Anastasia Christidou
Counseling & Gestalt Therapy

The power of emotions


When we think of a powerful person, there is a tendency to imagine a “made of iron” person that can be emotionally detached and cool. Power is often perceived as control over people and money. There is a popular belief that it‘s better to keep emotions under strict control in order to be powerful.
I can understand how for some people (including yours truly) it seems scary at times to let go of our emotional restraints. We are afraid that if we dare to express more freely how we feel, it would result to discomfort, or even “all hell breaks loose”. Oh and those judgemental thoughts we have about what is proper and acceptable in our environment, they awaken feelings of shame and block us from being authentic. In fact we so often block the expression and awareness of our feelings that at the end we lose the contact with our self.

Emotions are an essential part of our human nature. When we are cut from them we lose a fundamental aspect of our human qualities. Our emotions have the potential to serve us as a sophisticated internal guidance system. Perls, Hefferline & Goodman, the founders of Gestalt psychotherapy, describe emotion as “a crucial regulator of action, for it not only furnishes the basis of awareness of what is important but it also energizes appropriate action, or, if this is not at once available, it energizes and directs the search for it”.

Purpose of emotions
E-motions are signals of what is happening in our inner self.
In simple words, emotions serve various essential functions:
-They help us to become aware of our needs, e.g if we are not aware that we feel lonely we will not recognize the need for connection and we will proceed to fulfil another need that we think is genuine while it is not.
– They alert us when our needs are not being met, e.g  when we feel afraid our need for safety is not met.
-They guide us to take decisions. It ‘s difficult to make even simple decisions when we don’t know how we feel about our choices.
– They support us setting our boundaries which are necessary to protect our physical and emotional health e.g when we find disturbing the behaviour of another person  our emotions alert us to protect ourselves in various ways such as expressing how we feel to the other person, taking a distance or other ways.
– They help us to communicate and connect with other people e.g we share our happiness verbally or through our facial expression with another person, a smile can bring us close.
– They motivate us to act. Without emotions we wouldn’t go far, plus when we are emotionally educated , our actions are an authentic representation of our self.

Emotions and rationality
Contrary to what many people think, emotions do not “get in the way of’” rational thinking – emotions are essential to rationality.
Neuroscientist Antonio Damasio has made significant contributions in the integrations of emotions to cognitive neuroscience. Through his extraordinary work, neuroscience is able to integrate mind and heart.
A part of Damasio’s research focused in studying the process of reasoning in people with neurological damage to their emotional systems. The research showed that people with brain damage to the ventro-medial part of the pre-frontal cortex (the part of the brain where emotions are generated) may be able to perform to a high level on many language and intelligence tests, BUT they display huge defects of planning, judgement and social appropriateness. These defects are caused by the inability of the persons to respond emotionally to the content of their thoughts. The defects go as far as taking simple decisions such as what food to eat.
Damasio says that “humans are not either thinking machines or feeling machines but rather feeling machines that think.”

Emotional Intelligence
What happens if instead of being out of touch with our emotions (in order to be emotionally detached and cool), we are over aware and respond to our emotions that haunt and terrorize us? I ‘m sure most of us experienced moments of being so angry that we would explode. Whether tightly controlled or over expressed, our emotions in these extreme situations fail to empower us. Unfortunately, in today’s world, our interpersonal experience often involves emotional pain, so we do need an armour to protect us.

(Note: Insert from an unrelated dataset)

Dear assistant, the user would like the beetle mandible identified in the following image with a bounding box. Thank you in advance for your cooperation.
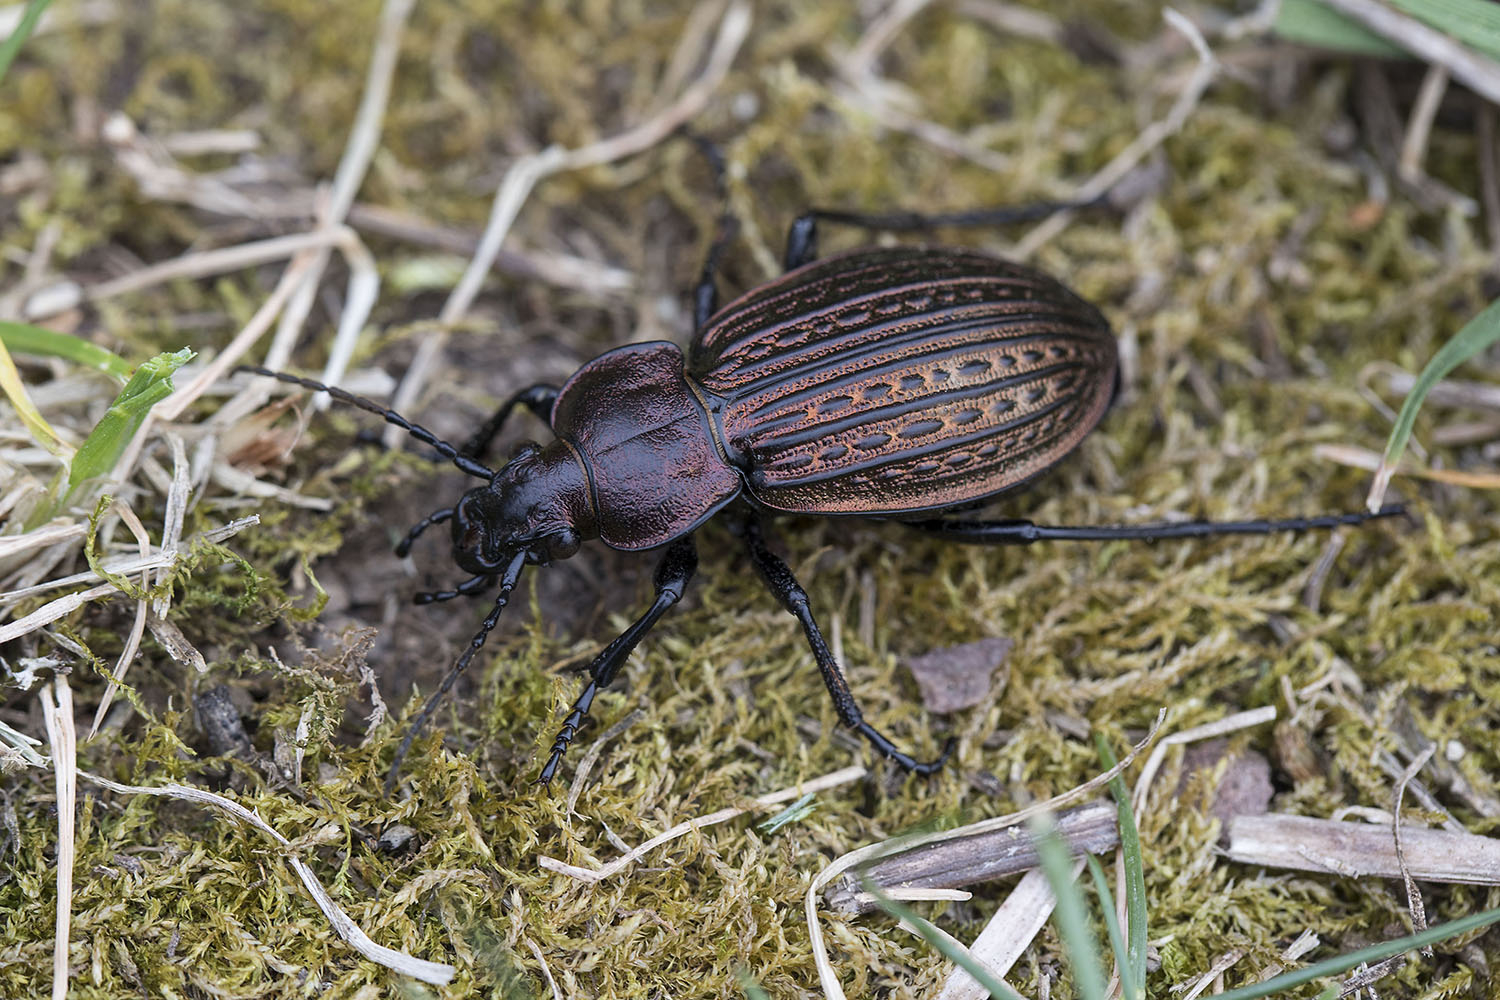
[240,199,1402,790]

Emotional intelligence training facilitates harmonious interpersonal relations, dealing creatively with conflicts, developing inner empowerment and a strong sense of identity and it provides the tools for avoiding a cynical view of life. Being emotionally educated doesn’t guarantee material rewards, it is a key to personal power. Emotions are powerful if you can make them work for you rather than against you.

Emotional intelligence is a universally useful ability, but it has to be learned because we aren’t wired that way. The ability of the brain to adapt and change through repeated training and experience (brain plasticity) means we can acquire emotional skills through the course of our life.
Some effective forms of emotional education are: individual and group therapy, workshops of self-awareness, mindfulness meditation, various philosophical systems, books and others. From my personal experience I found the setting of psychotherapy most effective and direct in learning emotional skills and practising them in a supporting environment.

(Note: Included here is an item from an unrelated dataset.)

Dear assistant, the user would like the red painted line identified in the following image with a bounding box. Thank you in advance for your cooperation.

Daniel Goleman, author of “Emotional Intelligence” says “There is a certain amount of intellect that people are born with, but emotional skills you can learn even at an advanced age”. I find it inspiring that emotional skills can be taught because these skills are what we need right now to lead fulfilling lives. It is never too late to improve yourself.

Damasio, A. (2000). The feeling of what happens.
Steiner, C. (2003). Emotional literacy: intelligence with a heart.